Il capogruppo della Lega alla Camera, Marco Reguzzoni

”Da quel che mi risulta Bossi non andrà a votare”. Così Marco Reguzzoni, capogruppo del Carroccio alla Camera, anticipa quella che potrebbe essere la posizione del Senatùr sul referendum. “Sulle consultazioni dei referendum – spiega – la linea della Lega è la libertà di coscienza. Ciascuno decide come meglio crede”.
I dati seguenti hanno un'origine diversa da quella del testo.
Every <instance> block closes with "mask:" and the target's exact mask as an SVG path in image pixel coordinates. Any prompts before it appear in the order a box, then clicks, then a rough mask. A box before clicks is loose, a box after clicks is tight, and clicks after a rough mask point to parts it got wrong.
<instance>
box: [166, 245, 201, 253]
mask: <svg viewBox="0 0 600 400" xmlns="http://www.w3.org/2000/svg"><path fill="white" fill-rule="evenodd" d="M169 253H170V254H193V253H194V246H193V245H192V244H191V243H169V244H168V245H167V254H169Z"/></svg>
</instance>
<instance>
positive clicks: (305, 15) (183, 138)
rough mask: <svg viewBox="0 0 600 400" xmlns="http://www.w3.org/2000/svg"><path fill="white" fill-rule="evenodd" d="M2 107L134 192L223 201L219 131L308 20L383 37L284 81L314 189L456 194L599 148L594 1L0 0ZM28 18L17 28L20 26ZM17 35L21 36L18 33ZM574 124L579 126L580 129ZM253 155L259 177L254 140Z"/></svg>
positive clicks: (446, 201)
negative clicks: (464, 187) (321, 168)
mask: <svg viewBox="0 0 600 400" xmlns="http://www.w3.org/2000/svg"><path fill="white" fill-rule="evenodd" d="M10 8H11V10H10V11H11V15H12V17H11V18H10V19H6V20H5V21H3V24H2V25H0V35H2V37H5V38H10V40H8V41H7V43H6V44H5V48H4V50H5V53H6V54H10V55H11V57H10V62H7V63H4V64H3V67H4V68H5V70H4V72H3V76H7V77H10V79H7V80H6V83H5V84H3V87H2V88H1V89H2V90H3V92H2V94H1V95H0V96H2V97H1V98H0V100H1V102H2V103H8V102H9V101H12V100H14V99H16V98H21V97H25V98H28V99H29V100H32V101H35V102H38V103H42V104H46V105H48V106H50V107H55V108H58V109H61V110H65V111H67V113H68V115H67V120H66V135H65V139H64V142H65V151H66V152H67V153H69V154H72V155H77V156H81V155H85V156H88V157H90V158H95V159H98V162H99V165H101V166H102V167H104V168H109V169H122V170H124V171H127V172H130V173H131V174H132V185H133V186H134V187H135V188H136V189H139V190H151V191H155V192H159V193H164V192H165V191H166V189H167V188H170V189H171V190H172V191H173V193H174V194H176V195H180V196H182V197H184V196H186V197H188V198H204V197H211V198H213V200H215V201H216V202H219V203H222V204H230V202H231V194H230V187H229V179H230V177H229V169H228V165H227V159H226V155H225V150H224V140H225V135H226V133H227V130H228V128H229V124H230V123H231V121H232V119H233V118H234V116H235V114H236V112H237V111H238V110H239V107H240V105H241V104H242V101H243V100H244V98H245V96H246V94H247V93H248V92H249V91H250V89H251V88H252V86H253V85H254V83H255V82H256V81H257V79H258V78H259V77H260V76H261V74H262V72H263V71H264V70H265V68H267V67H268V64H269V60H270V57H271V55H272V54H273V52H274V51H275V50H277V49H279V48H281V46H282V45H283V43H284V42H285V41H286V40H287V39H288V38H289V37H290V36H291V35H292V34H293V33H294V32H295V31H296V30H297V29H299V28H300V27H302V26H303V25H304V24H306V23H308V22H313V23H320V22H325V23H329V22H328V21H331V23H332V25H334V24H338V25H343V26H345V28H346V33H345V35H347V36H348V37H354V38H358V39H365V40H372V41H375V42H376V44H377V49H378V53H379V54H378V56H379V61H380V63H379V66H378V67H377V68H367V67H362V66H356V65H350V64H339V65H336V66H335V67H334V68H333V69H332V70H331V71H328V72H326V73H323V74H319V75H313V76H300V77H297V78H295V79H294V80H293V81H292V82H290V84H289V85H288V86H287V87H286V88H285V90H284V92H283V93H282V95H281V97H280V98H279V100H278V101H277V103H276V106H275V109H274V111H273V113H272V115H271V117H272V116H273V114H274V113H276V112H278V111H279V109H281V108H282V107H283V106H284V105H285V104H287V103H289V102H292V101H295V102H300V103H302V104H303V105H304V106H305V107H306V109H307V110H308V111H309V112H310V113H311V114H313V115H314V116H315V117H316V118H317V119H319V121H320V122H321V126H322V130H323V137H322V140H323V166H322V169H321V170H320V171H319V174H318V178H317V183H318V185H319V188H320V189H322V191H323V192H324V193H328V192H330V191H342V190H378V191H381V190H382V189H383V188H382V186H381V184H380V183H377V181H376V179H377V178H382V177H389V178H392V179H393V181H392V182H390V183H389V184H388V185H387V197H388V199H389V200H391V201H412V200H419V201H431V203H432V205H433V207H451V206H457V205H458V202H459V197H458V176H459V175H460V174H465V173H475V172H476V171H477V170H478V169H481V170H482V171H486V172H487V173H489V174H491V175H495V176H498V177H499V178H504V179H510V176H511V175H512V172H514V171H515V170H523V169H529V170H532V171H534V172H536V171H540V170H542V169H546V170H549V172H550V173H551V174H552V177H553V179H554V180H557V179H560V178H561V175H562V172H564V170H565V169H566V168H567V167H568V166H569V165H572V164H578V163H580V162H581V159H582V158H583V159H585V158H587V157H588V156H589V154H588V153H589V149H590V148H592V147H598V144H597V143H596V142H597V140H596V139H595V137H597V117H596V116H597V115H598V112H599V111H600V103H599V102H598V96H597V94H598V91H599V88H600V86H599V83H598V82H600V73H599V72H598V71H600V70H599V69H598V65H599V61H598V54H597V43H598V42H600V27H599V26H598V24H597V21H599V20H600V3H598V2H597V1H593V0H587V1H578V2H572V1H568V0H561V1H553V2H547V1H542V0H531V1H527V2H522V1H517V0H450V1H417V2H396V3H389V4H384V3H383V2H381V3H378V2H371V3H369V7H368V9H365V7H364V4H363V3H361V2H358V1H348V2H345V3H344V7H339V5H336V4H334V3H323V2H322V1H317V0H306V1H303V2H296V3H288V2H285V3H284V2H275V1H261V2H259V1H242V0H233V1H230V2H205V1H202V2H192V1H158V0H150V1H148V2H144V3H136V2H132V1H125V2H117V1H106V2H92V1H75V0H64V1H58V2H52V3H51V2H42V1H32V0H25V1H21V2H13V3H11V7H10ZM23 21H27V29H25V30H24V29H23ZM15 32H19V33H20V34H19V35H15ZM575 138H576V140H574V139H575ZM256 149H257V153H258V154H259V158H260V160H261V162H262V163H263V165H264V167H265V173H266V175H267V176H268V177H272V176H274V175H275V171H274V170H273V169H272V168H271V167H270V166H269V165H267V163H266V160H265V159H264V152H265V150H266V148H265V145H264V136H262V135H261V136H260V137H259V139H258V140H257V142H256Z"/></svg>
Di referendum Reguzzoni ha poi parlato in un’intervista al Sole 24 Ore. La consultazione, secondo il capogruppo leghista, non ha “alcun valore politico. Il significato dei test è tutto sul merito e non avrà influenza sul quadro politico”. L’intento della Lega è quello di “depoliticizzare l’appuntamento referendario: sia se verrà raggiunto il quorum, sia se non verrà raggiunto, non ci considereremo sconfitti o vincenti”. Anche perché nella maggioranza ”c’e’ un’intesa politica di fondo ad andare avanti perseguendo due obiettivi strategici: rigore nei conti e riforma del fisco”.

Se Bossi si asterrà, la stessa posizione sul referendum è stata annunciata da Roberto Formigoni. “Sappiano i cittadini che non vi è alcun obbligo di legge di votare i referendum – scrive il presidente delle Lombardia in una lettera inviata al Corriere della Sera -. La Costituzione sostiene che l’esercizio di voto alle elezioni è un ‘dovere civico’, mentre per i referendum si tratta di un diritto, quindi i cittadini possono esprimere il loro parere sia votando sia non votando, cosa quest’ultima che a me in questo caso pare la più saggia”. E sul non andare alle urne è d’accordo anche il ministro per gli Affari regionali Raffaele Fitto, che in un’intervista al Messaggero dice: ”Non andare a votare, in questo caso, è una modalità legittima, forse l’unica, per far prevalere un risultato piuttosto che un altro”. Secondo il ministro, nel quesito sull’acqua “le questioni di merito, vengono, purtroppo, oscurate, in questa campagna referendaria, da una montagna di falsità propagandistiche. Si procede per slogan e non si entra mai nel merito delle cose”. Quanto al nucleare, Fitto commenta la riammissione del referendum da parte della Cassazione affermando che è “quantomeno discutibile”.